How to generate a comma-delimited course list for each enrolled student?

I’m currently updating a school management app and facing an issue. I need to display a list of courses for each student, but the courses must appear as a comma-separated string. I’m trying to figure out the most efficient method to achieve this. Below is a basic example of my classes with some modifications:

public class Student
{
    public int Id { get; set; }
    public string Name { get; set; }
    public List<Enrollment> Enrollments { get; set; }
}

public class Course
{
    public int Id { get; set; }
    public string Name { get; set; }
}

public class Enrollment
{
    public int StudentId { get; set; }
    public int CourseId { get; set; }
}

Could someone advise on how to convert the course list into a comma-separated format for each student efficiently? Thanks for any help provided.

For your school management app, I’d suggest using LINQ combined with string.Join to efficiently generate the comma-separated course list for each student. Here’s a concise approach:

var studentCourses = students.Select(s => new
{
    StudentName = s.Name,
    Courses = string.Join(", ", s.Enrollments
        .Join(courses, e => e.CourseId, c => c.Id, (e, c) => c.Name))
});

This query joins the Enrollments and Courses based on CourseId, selects the course names, and then uses string.Join to create the comma-separated list. The result is a collection of anonymous objects containing each student’s name and their course list as a string.
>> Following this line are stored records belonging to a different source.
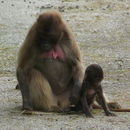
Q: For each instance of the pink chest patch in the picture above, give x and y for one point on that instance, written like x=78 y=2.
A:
x=55 y=53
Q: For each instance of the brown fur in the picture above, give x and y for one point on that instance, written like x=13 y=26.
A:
x=49 y=87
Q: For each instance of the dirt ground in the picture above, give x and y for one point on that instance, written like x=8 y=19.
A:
x=102 y=30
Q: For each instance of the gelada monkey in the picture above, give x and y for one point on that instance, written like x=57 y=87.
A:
x=92 y=90
x=49 y=71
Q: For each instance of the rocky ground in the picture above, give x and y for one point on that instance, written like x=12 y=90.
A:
x=102 y=30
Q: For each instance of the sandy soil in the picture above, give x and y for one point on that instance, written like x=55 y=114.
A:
x=102 y=30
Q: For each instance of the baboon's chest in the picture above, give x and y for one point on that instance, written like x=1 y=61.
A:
x=57 y=72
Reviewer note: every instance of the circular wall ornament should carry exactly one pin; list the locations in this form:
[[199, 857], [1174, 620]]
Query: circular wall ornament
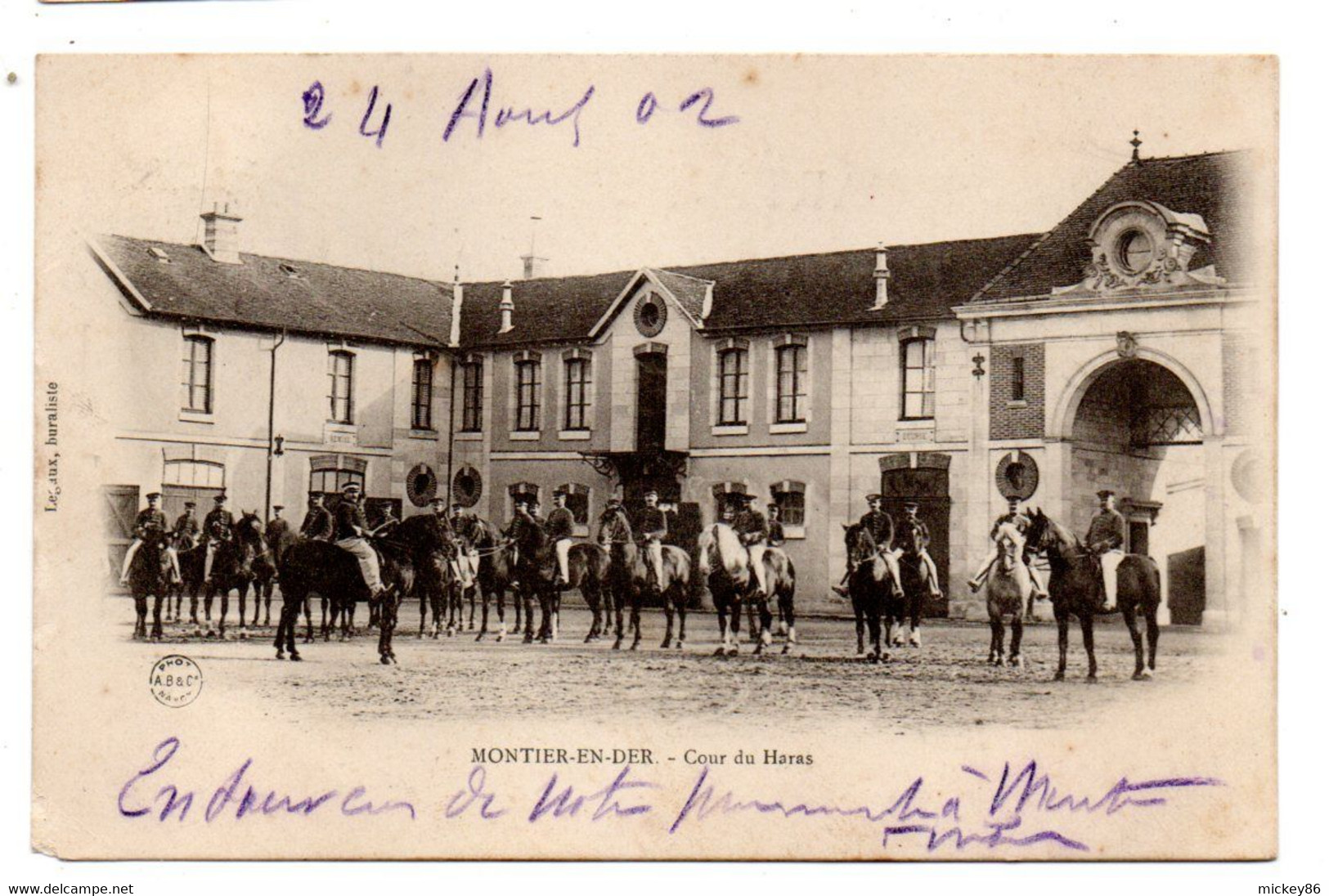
[[467, 486], [650, 314], [1017, 475], [421, 486]]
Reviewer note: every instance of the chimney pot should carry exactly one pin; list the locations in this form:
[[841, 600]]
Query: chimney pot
[[882, 276], [222, 235], [505, 307]]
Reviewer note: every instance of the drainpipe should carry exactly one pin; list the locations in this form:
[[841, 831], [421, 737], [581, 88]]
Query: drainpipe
[[272, 414]]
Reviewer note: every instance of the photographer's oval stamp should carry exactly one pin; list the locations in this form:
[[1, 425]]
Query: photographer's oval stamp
[[176, 681]]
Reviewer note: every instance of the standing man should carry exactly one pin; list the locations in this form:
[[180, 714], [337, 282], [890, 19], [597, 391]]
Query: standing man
[[352, 535], [149, 522], [559, 531], [923, 539], [318, 522], [218, 526], [652, 530], [186, 528], [1106, 536], [775, 528], [751, 528]]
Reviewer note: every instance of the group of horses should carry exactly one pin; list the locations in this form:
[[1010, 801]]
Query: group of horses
[[613, 573]]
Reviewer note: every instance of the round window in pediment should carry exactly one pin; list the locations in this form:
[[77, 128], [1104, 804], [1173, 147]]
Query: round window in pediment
[[650, 314], [1134, 250]]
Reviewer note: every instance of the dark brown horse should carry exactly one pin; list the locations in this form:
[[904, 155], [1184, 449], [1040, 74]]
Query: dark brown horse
[[1075, 586], [873, 586], [149, 576], [631, 579]]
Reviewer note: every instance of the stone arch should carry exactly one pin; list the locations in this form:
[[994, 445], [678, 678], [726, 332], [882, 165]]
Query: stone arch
[[1062, 420]]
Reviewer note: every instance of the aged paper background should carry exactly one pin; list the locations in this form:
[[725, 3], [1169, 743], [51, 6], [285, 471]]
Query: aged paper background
[[96, 722]]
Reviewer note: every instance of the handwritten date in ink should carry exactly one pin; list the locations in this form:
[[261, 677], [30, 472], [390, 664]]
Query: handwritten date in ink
[[478, 110]]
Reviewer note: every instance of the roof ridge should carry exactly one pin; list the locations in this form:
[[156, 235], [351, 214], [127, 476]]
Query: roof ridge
[[290, 261], [1044, 237]]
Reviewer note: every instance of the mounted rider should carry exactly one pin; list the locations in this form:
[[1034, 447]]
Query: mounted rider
[[559, 531], [775, 530], [652, 530], [1106, 539], [352, 535], [752, 531], [878, 524], [218, 528], [921, 540], [1014, 517], [150, 522], [318, 520], [186, 531]]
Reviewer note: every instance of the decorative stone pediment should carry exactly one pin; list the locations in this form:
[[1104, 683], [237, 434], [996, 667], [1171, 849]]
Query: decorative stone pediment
[[1143, 246]]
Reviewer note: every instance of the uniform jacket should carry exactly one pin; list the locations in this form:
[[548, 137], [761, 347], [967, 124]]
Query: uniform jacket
[[559, 524], [751, 526], [1106, 532], [880, 524], [186, 530], [653, 522], [318, 524], [350, 516], [222, 517]]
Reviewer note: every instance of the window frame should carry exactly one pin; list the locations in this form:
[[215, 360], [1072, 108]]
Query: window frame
[[472, 395], [335, 377], [739, 379], [527, 416], [928, 370], [193, 342], [421, 394]]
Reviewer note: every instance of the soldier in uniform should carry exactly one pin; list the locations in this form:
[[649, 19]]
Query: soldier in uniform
[[1106, 539], [775, 530], [351, 535], [882, 530], [559, 531], [652, 528], [218, 526], [186, 528], [923, 539], [751, 528], [318, 520], [150, 520], [1021, 522]]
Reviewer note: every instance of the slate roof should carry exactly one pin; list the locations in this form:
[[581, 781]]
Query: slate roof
[[1212, 185], [258, 293], [824, 289]]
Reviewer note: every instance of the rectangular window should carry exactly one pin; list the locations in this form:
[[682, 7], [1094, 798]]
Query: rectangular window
[[340, 388], [791, 377], [733, 386], [577, 398], [918, 379], [198, 374], [472, 396], [528, 395], [421, 395]]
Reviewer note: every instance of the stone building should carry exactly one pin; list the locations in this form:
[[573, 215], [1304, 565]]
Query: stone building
[[1116, 350]]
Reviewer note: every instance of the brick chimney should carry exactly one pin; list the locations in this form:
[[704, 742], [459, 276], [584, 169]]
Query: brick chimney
[[882, 276], [505, 307], [222, 235]]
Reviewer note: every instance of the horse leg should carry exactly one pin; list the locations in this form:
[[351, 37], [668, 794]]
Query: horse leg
[[1137, 639], [1088, 630], [1063, 624]]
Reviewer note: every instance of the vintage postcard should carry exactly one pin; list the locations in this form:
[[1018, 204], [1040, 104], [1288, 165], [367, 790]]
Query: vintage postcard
[[655, 458]]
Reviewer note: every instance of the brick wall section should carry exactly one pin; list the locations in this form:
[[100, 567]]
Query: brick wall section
[[1014, 420]]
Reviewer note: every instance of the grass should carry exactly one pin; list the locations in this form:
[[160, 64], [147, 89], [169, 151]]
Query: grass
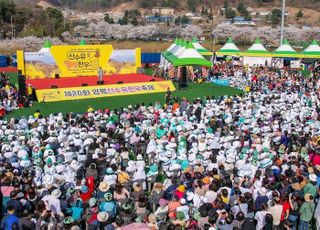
[[81, 106]]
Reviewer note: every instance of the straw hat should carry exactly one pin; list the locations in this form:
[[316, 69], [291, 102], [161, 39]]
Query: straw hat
[[181, 188], [152, 219], [313, 177], [158, 186], [137, 187], [307, 197], [104, 186], [56, 193], [107, 196], [102, 216], [262, 191], [68, 220], [180, 215], [206, 180]]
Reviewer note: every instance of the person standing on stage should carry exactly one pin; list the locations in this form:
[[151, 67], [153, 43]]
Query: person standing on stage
[[168, 96], [100, 74]]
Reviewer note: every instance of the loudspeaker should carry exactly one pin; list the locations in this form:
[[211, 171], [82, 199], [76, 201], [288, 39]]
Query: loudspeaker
[[140, 70], [22, 85], [183, 78]]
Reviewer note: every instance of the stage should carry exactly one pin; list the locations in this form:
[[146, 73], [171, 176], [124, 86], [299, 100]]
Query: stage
[[68, 82]]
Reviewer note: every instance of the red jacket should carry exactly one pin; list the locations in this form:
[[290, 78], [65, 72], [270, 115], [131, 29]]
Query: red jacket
[[90, 183]]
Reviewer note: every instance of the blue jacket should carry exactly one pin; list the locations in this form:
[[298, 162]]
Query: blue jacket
[[8, 221]]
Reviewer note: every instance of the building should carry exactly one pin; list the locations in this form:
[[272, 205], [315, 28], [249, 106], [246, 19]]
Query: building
[[159, 19], [242, 21], [163, 11]]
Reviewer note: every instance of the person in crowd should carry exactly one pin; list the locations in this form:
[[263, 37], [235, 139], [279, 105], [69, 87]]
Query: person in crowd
[[249, 161]]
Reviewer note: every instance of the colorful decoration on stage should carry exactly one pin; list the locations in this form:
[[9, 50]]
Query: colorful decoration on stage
[[62, 94], [171, 72], [77, 60], [204, 72], [223, 82]]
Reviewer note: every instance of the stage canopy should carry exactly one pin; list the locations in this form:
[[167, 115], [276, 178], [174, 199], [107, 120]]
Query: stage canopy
[[312, 51], [257, 50], [229, 49], [46, 46], [285, 50], [190, 56], [200, 48]]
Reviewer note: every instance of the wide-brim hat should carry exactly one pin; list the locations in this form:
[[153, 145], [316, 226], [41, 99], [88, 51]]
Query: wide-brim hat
[[68, 220], [137, 187], [104, 186], [313, 177], [180, 215], [103, 216], [152, 219], [56, 193], [92, 202], [262, 191], [307, 197], [107, 196], [158, 186]]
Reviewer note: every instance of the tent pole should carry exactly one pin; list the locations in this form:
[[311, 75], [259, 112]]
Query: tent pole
[[282, 20]]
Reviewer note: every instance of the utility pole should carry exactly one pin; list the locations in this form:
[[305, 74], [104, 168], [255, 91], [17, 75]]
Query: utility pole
[[282, 20], [12, 30]]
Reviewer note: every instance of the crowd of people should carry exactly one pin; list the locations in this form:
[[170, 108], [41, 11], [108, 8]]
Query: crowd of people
[[241, 162]]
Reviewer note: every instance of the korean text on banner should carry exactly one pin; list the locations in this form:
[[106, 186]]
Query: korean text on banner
[[49, 95]]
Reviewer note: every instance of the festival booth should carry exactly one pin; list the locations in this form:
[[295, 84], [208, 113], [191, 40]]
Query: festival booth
[[182, 58], [285, 55], [257, 55], [229, 49], [203, 51], [69, 72], [188, 56], [311, 55]]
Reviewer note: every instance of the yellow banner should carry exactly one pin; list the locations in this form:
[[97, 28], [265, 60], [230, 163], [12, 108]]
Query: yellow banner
[[63, 94], [78, 60]]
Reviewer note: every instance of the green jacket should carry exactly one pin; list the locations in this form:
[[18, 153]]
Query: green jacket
[[306, 211], [311, 189]]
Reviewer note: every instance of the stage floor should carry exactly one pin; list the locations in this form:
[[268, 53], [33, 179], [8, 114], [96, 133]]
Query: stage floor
[[69, 82]]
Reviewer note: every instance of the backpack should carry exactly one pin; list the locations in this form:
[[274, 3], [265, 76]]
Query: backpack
[[248, 224]]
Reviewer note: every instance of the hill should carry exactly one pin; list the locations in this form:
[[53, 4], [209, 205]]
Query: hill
[[182, 5]]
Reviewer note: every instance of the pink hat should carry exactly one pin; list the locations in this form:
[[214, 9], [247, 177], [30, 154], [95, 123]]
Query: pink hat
[[162, 202]]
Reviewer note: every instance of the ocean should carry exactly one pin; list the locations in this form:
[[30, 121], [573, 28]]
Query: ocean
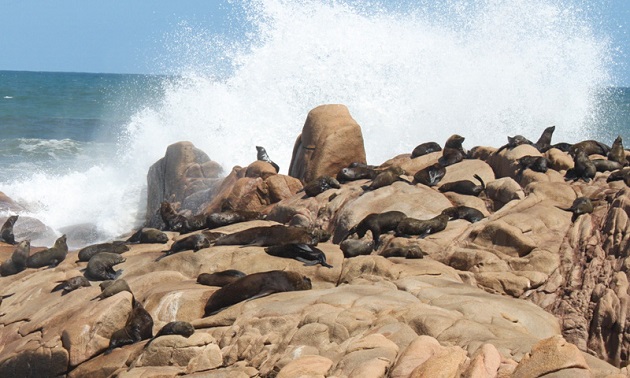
[[75, 148]]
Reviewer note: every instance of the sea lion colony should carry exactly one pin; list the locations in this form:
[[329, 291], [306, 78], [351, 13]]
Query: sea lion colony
[[298, 242]]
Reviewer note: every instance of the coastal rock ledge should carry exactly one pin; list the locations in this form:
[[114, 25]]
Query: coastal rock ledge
[[531, 290]]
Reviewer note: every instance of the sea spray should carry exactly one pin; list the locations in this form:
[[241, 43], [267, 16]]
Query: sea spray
[[408, 74]]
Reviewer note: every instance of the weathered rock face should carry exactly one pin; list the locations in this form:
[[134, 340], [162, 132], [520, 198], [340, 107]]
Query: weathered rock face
[[330, 140]]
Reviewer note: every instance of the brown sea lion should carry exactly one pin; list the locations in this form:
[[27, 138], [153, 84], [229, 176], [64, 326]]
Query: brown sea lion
[[255, 286], [18, 260], [51, 256], [6, 232], [71, 284], [422, 228], [431, 175], [100, 266], [219, 278], [378, 223], [425, 148], [139, 327], [305, 253], [464, 186]]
You can then easily iterate over this collection to display or further process the data as needed. This method is both concise and performant, especially for larger datasets. Remember to handle potential null references and empty lists in a production environment.

Hey Oliver63! :wave: That’s an interesting challenge you’ve got there. Have you considered using LINQ with string.Join? It could make your life a lot easier! :wink:

I’m curious though - how many students and courses are we talking about here? Depending on the scale, you might want to think about performance optimization.

Here’s a quick idea off the top of my head:

var courseList = students.Select(s => new
{
    StudentName = s.Name,
    Courses = string.Join(", ", s.Enrollments
        .Join(courses, e => e.CourseId, c => c.Id, (e, c) => c.Name))
});

This should give you a nice, clean list of students with their comma-separated courses. What do you think? Would this work for your app?

Also, I’m wondering - are you planning to allow students to filter or search through their courses later? That might influence how you want to store this data. Have you thought about that aspect?